God: Matthew 23:23-24 (p. 700) –
23 “Woe to you, teachers of the law and Pharisees, you hypocrites! You give a tenth of your spices--mint, dill and cummin. But you have neglected the more important matters of the law--justice, mercy and faithfulness. You should have practiced the latter, without neglecting the former. 24 You blind guides! You strain out a gnat but swallow a camel.”
The religious leaders had become experts at micromanaging life. Their own and everybody else’s.
These guys had rules upon rules and rules about the rules.
And they were the experts at being detailed.
These guys would scare an IRS auditor with their detail. They’d end up showing the auditor how to do his job even better.
One of the big deals in the Law of Moses was that certain animals were considered unclean, and were not to be eaten.
This included certain insects.
Now I don’t know about you, but I’ve never been a fan of eating insects of any kind, whether they’d be considered clean or unclean, you know what I mean?
Last summer, my daughter, Olivia, and I were on our father/daughter trip to Minnesota, to catch the Minnesota Zoo and a couple Twins games.
We stopped at a little town to have a picnic lunch. I think the town we stopped at was called Olivia, wasn’t it, Baby Girl?
Anyway, here we are, minding my own business, eating our bologna sandwiches when I look down at my sandwich and see half a wasp right where I had just taken a bite.
Man, you can bet that I was spitting and sputtering like maybe never before.
Olivia thought it was funny – and she still does… (And I don’t know if wasps are clean or not)
Anyway, the point here is that certain animals and insects were unclean, including gnats.
And so, because they wanted to make sure they didn’t accidentally ingest a gnat, would strain their drinks through a cloth.
That just kinda makes sense, especially if you’re not a big fan of eating bugs.
These guys were meticulous about the details of ceremonial cleanliness (symbolized by the gnat), but they had lost their perspective on the matters of justice, mercy, and faithfulness (symbolized by the camel).
And Jesus uses that as an object lesson about what really matters in the kingdom of God.
As the Pharisees took great care of the smallest details in order to remain pure, they had become unclean in the most important areas.

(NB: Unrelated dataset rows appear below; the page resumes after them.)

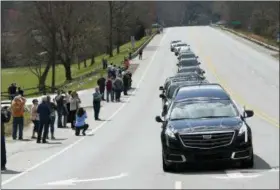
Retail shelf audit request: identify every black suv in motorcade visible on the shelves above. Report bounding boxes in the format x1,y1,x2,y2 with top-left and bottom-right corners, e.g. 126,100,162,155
156,84,254,171
159,80,209,110
159,72,206,91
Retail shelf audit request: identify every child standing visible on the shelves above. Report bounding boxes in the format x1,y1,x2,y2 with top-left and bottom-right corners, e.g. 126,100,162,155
75,108,88,136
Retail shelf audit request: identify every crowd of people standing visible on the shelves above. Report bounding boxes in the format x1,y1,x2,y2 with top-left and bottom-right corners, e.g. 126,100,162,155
1,54,136,170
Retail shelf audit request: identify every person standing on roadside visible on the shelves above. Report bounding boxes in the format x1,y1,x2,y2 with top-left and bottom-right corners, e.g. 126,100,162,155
54,90,63,128
123,73,129,95
46,96,57,140
97,73,106,100
31,99,40,139
65,90,72,116
70,91,81,130
113,77,123,102
1,107,11,171
11,95,26,140
106,77,114,102
93,87,102,120
17,87,24,96
8,83,17,100
124,59,129,70
37,97,51,143
62,97,69,128
75,108,88,136
139,49,143,60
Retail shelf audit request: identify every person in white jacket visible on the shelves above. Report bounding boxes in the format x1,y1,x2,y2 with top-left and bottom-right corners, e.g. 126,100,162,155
69,91,81,129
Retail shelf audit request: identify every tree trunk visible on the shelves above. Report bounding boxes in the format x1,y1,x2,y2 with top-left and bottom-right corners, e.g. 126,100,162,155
84,59,87,68
108,1,113,57
63,57,72,81
51,30,56,93
117,29,121,54
90,55,95,66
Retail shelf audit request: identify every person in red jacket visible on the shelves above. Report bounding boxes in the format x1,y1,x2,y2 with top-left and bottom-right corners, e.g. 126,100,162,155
124,58,129,70
106,77,114,102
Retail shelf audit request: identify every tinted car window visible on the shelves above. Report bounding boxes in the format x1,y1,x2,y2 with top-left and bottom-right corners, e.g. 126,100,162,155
167,85,178,99
170,100,238,119
178,68,198,73
180,54,195,59
179,59,200,67
176,44,187,47
175,86,230,101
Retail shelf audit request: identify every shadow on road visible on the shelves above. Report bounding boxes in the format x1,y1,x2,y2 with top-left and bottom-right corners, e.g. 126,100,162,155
253,154,271,170
46,142,62,144
52,138,67,141
174,163,230,175
167,154,272,175
1,170,21,175
20,139,34,142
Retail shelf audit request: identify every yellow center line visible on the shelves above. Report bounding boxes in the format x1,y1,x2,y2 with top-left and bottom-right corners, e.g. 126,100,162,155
196,30,279,127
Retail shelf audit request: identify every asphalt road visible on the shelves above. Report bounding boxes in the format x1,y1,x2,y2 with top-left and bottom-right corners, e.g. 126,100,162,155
2,27,279,189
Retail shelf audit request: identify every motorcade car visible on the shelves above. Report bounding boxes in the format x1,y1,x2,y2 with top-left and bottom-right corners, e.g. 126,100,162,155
170,40,182,51
155,83,254,172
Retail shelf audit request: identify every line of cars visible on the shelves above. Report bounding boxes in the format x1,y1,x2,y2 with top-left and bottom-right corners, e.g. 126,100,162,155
155,40,254,172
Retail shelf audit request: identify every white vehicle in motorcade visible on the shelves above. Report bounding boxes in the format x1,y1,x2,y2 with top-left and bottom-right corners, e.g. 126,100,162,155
177,46,192,56
174,43,190,56
170,40,182,51
177,66,205,76
177,51,198,61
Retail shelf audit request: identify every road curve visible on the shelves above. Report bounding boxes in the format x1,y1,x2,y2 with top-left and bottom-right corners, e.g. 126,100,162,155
2,27,279,189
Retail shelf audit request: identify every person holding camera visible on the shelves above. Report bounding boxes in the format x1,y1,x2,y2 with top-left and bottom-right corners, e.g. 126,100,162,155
1,107,11,171
11,95,26,140
75,108,88,136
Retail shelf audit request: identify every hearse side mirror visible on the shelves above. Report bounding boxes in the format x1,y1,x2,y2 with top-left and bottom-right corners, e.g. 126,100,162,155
243,110,254,118
159,94,165,99
156,116,163,123
161,105,167,117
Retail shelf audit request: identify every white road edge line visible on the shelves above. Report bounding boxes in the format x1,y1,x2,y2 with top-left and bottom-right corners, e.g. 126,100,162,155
175,181,182,189
214,171,261,179
43,173,128,186
1,30,169,186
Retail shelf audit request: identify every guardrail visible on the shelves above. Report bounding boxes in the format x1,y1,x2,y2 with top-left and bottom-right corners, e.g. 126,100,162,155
210,24,279,52
131,33,157,59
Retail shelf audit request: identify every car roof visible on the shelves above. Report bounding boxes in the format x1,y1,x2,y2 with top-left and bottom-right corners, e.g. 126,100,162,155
179,57,198,63
170,80,208,87
171,40,182,43
179,65,200,71
175,83,230,102
180,49,195,55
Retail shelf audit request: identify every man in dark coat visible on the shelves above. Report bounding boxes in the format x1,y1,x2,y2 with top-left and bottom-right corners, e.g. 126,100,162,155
1,108,11,171
8,83,17,100
93,88,102,120
123,73,129,95
113,77,123,102
97,74,106,100
37,97,51,143
54,90,64,128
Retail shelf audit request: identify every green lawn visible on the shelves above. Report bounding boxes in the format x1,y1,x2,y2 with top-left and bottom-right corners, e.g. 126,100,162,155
1,37,149,98
1,37,153,136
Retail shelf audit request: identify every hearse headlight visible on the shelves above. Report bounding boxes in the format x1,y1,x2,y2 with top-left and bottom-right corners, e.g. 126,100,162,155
165,126,176,139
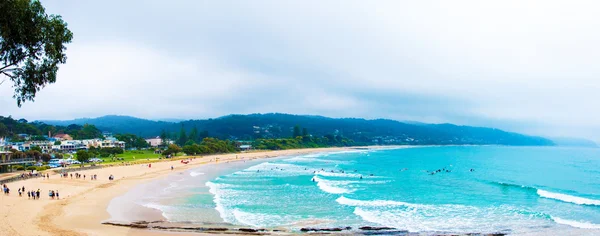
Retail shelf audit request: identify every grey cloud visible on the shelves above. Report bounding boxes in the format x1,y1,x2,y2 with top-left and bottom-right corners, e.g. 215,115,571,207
0,0,600,140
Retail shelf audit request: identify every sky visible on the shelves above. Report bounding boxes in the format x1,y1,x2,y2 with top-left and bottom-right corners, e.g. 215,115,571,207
0,0,600,141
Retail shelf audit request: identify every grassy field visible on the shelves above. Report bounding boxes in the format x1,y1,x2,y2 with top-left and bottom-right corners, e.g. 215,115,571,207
101,150,181,163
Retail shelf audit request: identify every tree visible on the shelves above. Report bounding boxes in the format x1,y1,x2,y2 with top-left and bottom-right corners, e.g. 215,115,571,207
162,144,182,156
160,129,169,146
25,150,42,161
0,0,73,107
292,125,302,138
42,153,52,162
76,150,90,163
0,123,8,138
177,124,187,146
302,128,308,137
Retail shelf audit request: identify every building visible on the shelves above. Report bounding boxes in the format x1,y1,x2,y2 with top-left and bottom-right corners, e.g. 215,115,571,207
0,143,35,173
146,136,174,147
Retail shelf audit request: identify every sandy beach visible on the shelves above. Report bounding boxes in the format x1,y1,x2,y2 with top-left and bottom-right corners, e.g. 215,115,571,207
0,148,348,236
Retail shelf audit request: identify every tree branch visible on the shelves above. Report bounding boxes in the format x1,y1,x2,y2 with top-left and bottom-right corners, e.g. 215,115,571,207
0,63,17,71
0,71,15,79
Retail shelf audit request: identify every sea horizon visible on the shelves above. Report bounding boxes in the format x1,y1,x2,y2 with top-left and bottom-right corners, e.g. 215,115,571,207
109,145,600,234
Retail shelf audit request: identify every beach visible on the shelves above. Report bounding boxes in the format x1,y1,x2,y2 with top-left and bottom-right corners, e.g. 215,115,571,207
0,148,348,235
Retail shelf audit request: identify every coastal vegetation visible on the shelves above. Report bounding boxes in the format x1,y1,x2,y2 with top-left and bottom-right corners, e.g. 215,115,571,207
0,116,102,142
43,114,554,146
0,0,73,107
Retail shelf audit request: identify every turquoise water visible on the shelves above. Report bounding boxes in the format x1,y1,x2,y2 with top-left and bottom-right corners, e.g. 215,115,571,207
144,146,600,233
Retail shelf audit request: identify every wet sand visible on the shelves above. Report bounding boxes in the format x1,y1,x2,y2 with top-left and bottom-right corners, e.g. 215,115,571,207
0,148,349,236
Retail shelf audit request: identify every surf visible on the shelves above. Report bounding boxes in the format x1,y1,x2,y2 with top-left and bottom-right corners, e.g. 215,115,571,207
537,189,600,206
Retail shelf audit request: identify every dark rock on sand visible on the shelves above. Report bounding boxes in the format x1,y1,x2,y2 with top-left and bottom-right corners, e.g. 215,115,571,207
300,227,352,232
358,226,396,230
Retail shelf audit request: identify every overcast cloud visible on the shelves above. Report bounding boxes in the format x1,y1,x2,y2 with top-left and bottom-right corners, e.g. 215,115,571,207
0,0,600,141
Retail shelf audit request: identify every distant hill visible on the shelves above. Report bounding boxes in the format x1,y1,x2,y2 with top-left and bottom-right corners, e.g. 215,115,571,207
551,138,598,147
40,115,174,136
42,113,555,146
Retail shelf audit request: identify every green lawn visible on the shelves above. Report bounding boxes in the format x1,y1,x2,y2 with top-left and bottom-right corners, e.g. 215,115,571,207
101,150,184,163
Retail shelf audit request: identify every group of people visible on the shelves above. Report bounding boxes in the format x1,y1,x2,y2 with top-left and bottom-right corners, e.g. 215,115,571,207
25,186,40,200
427,167,452,175
21,170,40,179
48,190,60,199
2,184,10,195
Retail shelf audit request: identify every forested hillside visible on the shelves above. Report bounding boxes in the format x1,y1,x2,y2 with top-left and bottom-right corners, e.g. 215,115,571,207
39,114,554,145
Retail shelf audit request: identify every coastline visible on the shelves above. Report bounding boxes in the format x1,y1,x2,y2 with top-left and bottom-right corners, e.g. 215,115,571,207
0,146,370,235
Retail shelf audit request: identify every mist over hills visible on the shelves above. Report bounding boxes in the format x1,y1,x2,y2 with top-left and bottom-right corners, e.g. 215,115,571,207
41,113,556,146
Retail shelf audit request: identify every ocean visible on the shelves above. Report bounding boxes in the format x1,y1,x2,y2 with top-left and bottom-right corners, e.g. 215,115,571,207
112,146,600,234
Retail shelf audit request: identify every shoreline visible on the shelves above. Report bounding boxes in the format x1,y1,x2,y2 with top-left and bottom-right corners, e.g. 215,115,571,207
0,146,376,235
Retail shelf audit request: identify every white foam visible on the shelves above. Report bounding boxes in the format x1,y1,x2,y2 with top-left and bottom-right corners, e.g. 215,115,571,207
551,216,600,229
316,171,360,178
313,176,353,194
537,189,600,206
335,196,418,207
206,181,234,223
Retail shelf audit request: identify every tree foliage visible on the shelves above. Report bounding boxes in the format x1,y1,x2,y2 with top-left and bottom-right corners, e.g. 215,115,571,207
0,116,102,141
42,153,52,162
177,125,188,146
0,0,73,107
162,144,182,156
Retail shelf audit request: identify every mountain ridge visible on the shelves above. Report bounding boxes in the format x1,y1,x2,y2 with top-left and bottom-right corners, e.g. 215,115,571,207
40,113,555,146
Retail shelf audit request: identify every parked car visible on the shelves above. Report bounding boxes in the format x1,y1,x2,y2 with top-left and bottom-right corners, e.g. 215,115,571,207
48,163,62,168
88,158,104,163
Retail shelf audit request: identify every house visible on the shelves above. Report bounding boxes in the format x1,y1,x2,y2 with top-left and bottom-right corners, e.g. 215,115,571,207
146,136,174,147
54,134,73,141
0,146,35,173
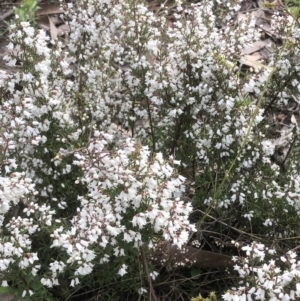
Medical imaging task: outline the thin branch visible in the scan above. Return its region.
[140,247,157,301]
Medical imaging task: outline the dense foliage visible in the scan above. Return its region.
[0,0,300,300]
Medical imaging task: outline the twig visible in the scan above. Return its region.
[140,247,157,301]
[0,9,14,22]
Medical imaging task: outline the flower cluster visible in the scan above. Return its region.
[0,0,300,300]
[223,242,300,301]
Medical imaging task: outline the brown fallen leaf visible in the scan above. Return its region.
[240,55,273,71]
[37,15,58,40]
[36,4,64,16]
[57,24,70,36]
[242,39,271,55]
[153,241,234,270]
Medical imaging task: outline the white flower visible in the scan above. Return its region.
[118,264,127,276]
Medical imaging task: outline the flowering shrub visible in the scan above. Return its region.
[0,0,300,300]
[223,242,300,301]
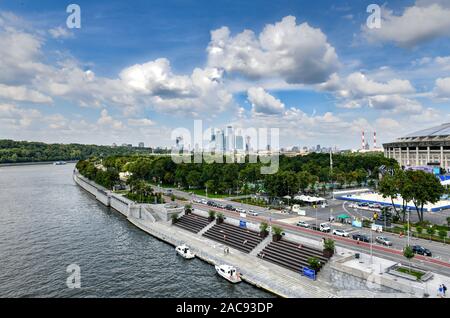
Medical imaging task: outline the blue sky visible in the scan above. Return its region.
[0,0,450,148]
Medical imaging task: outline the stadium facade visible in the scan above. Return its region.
[383,123,450,171]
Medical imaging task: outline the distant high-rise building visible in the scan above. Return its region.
[236,136,245,151]
[225,126,235,151]
[245,136,251,152]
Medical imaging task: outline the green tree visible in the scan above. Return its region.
[405,171,445,222]
[403,245,414,272]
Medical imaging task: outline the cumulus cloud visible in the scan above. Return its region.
[433,77,450,99]
[128,118,155,127]
[362,1,450,47]
[48,26,73,39]
[97,109,124,130]
[208,16,339,84]
[247,87,284,115]
[0,84,53,104]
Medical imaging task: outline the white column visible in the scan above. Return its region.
[416,146,419,166]
[406,146,409,166]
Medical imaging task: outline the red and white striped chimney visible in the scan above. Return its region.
[361,131,366,150]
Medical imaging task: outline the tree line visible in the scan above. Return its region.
[0,140,169,163]
[79,153,398,197]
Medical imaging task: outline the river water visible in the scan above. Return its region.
[0,164,272,298]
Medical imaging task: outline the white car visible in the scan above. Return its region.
[333,229,349,237]
[297,221,309,228]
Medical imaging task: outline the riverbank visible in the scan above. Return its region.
[73,171,336,298]
[0,160,78,167]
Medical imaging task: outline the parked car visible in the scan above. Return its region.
[352,233,370,243]
[297,221,310,228]
[375,236,392,246]
[333,229,349,237]
[225,204,236,211]
[319,223,331,233]
[412,245,432,256]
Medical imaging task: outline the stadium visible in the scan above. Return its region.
[383,123,450,172]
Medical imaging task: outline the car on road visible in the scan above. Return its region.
[352,233,370,243]
[225,204,236,211]
[297,221,310,228]
[412,245,433,256]
[319,223,331,233]
[333,229,349,237]
[375,236,392,246]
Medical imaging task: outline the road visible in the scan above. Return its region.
[154,187,450,276]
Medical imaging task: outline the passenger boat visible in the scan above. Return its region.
[215,265,241,284]
[175,244,195,259]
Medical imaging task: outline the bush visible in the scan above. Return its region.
[308,257,321,272]
[272,225,283,235]
[438,230,447,240]
[416,225,423,234]
[170,213,178,223]
[259,222,269,232]
[323,239,334,251]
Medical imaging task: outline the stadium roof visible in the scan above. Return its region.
[404,123,450,138]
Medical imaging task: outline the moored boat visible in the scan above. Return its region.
[215,265,241,284]
[175,244,195,259]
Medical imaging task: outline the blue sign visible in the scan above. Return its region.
[303,266,316,280]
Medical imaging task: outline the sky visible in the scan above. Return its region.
[0,0,450,149]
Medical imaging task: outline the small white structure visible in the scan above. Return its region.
[175,244,195,259]
[215,265,241,284]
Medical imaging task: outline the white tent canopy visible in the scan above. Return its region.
[294,194,326,203]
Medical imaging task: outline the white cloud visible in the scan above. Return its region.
[369,95,423,114]
[128,118,155,127]
[0,84,53,104]
[247,87,284,115]
[433,77,450,99]
[97,109,124,130]
[362,1,450,47]
[208,16,339,84]
[48,26,73,39]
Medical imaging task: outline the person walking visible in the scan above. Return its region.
[438,285,444,298]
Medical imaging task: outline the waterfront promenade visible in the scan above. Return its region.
[74,172,430,298]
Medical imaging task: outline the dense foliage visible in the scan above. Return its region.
[75,154,397,197]
[0,140,169,163]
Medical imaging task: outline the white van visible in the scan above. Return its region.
[292,204,306,216]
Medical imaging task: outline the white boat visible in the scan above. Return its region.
[175,244,195,259]
[215,265,241,284]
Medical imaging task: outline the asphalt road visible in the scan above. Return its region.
[155,187,450,275]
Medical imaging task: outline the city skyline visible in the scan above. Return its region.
[0,0,450,149]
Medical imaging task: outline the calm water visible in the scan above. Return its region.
[0,164,272,297]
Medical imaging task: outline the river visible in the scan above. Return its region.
[0,164,272,298]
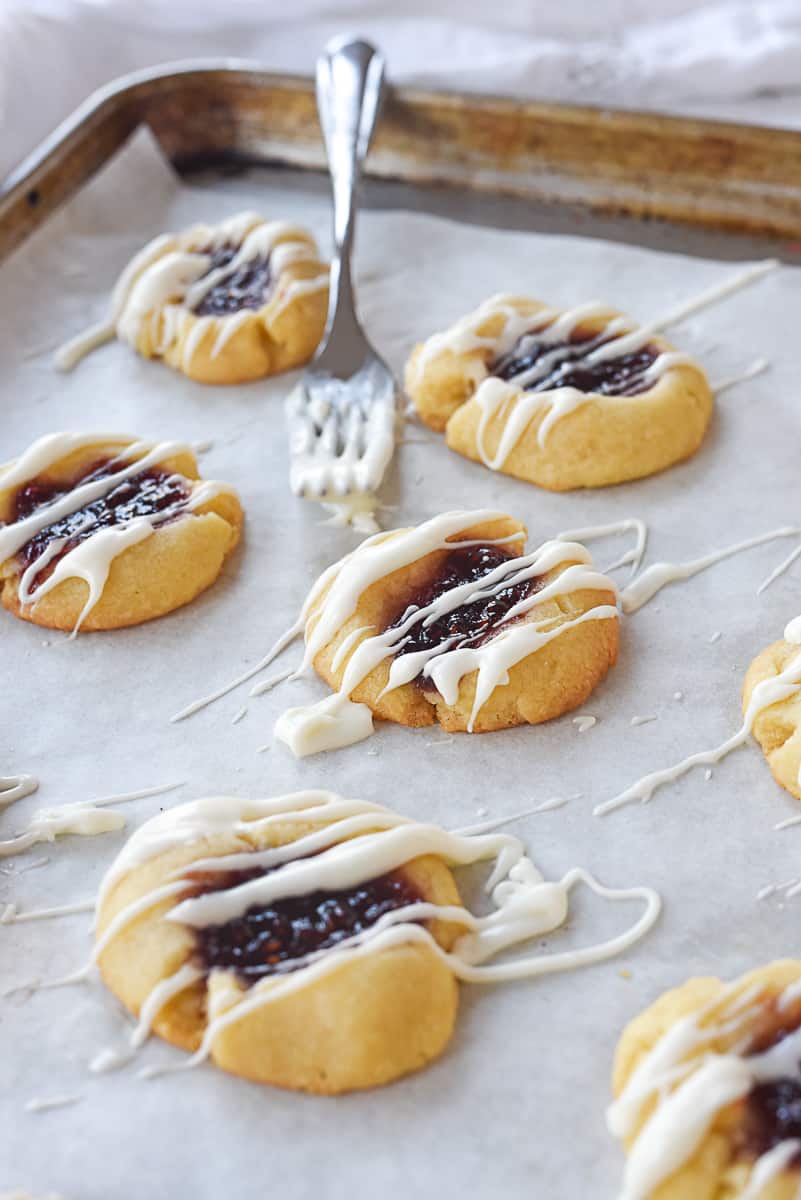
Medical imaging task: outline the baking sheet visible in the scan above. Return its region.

They were ceremonially clean on the outside, but they had corrupt hearts. (LACNTC)
They had lost sight that the real purpose of their responsibilities to God is to bring about righteousness in this world, not simply perpetuate religious activity and burdens.
This may be the clearest example of the kind of hypocrisy that demonstrates inconsistency in their personal behavior. They display partial obedience alongside of partial obedience.
Now before we get into what I want us to focus on for the rest of the message, I want to point out something from this passage.
Look back to the phrase in verse 23 where He says –
You should have practiced the latter, without neglecting the former.
In other words, Go ahead and tithe your spices and such, since the laws of the Pharisees say you should, but don’t neglect these other things. It’s not ‘either/or;’ do them both.
He’s saying, “While you’re doing these things, make sure you don’t lose the right perspective on the kingdom.”
“Do what you’re supposed to do in the small areas. But don’t sacrifice the big picture to focus on the small stuff.”